Who had this idea again?  So, Facebook shares fell by $2 BILLION dollars last week.

Learning through a magnifying glass, no marketer/publisher/platform is more on the world’s stage than Facebook.

We all know the story – Facebook wasn’t built for money.  It was built for the “user experience” (or so says Zuck).

He adds: “Our goal is to help every person stay connected and every product they use be a great social experience”.

Now sitting at a crossroads, Facebook isn’t sure where, when, or should the lines be blurred between advertising, marketing & users.

A very valid point comes from Nate Ellion over at Forbes:  Facebook still doesn’t get marketing.  Not only is he right for Facebook, but also beacons the concept to the greater industry.

Facebook is working to bridge the gap between users and brands.  Their answer is a really cheap plaster on the Taj Mahal:  paid advertising.   It just doesn’t look right.

As brands move from push marketing to providing value, marketers and media buyers are in an interesting space.

We used to buy some TV, Radio, Outdoor, Newspapers — kick back and watch consumers heave themselves at our products.

Enter the digital age.  Consumers have a lot more choice and us marketers have A LOT more:

  • Decision
  • Work
  • Data
  • Reporting
  • Accountability

ROI has never been more the focal point of a marketers conversation (but then again, we still buy radio).

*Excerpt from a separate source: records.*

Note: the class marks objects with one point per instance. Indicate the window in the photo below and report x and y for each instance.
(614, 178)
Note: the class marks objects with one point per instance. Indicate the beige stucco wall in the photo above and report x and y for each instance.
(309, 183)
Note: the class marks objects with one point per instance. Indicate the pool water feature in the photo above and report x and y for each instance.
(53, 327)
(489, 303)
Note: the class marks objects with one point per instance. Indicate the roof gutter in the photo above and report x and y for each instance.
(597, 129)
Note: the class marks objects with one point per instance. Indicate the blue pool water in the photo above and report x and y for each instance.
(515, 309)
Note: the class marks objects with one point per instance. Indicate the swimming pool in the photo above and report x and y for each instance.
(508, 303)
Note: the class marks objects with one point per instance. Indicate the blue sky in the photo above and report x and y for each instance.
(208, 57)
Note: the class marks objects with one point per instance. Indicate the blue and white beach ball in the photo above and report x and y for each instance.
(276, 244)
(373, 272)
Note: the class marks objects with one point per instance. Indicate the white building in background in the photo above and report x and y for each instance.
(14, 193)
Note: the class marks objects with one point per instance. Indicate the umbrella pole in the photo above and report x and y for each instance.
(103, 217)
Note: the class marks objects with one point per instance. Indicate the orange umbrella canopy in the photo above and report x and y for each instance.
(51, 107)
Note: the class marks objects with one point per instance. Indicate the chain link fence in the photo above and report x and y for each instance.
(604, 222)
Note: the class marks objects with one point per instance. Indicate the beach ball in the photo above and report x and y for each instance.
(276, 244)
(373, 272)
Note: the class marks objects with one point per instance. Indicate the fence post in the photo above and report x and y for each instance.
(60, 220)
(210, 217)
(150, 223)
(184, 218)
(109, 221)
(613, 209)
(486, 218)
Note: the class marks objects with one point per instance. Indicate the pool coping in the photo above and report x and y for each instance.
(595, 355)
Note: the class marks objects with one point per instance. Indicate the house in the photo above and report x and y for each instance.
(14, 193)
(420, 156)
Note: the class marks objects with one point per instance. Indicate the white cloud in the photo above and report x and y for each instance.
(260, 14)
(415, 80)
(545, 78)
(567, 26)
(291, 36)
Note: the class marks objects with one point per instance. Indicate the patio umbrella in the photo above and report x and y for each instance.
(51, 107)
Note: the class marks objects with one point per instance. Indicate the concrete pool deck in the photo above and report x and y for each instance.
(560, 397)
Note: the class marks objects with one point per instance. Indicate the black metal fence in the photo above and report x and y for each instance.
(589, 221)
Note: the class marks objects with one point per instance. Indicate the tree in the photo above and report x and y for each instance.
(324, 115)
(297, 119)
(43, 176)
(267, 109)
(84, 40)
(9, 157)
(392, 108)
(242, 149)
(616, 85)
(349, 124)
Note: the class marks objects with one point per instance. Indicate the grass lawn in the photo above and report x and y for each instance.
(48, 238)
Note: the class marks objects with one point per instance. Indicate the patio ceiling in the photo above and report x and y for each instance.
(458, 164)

There is a place for paid advertising, but it must come as a value to your consumer = relevance.

Take this opportunity to learn from Facebook:

1.  Grow your good / service with your user in mind

2.  Advertising is no longer an arm of marketing.   It needs to be ingrained into the values of your business.

 

 

As Steve Jobs puts it:

“Our DNA is as a consumer company – for that individual customer who’s voting thumbs up or thumbs down. That’s who we think about. And we think that our job is to take responsibility for the complete user experience. And if it’s not up to par, it’s our fault, plain and simply.”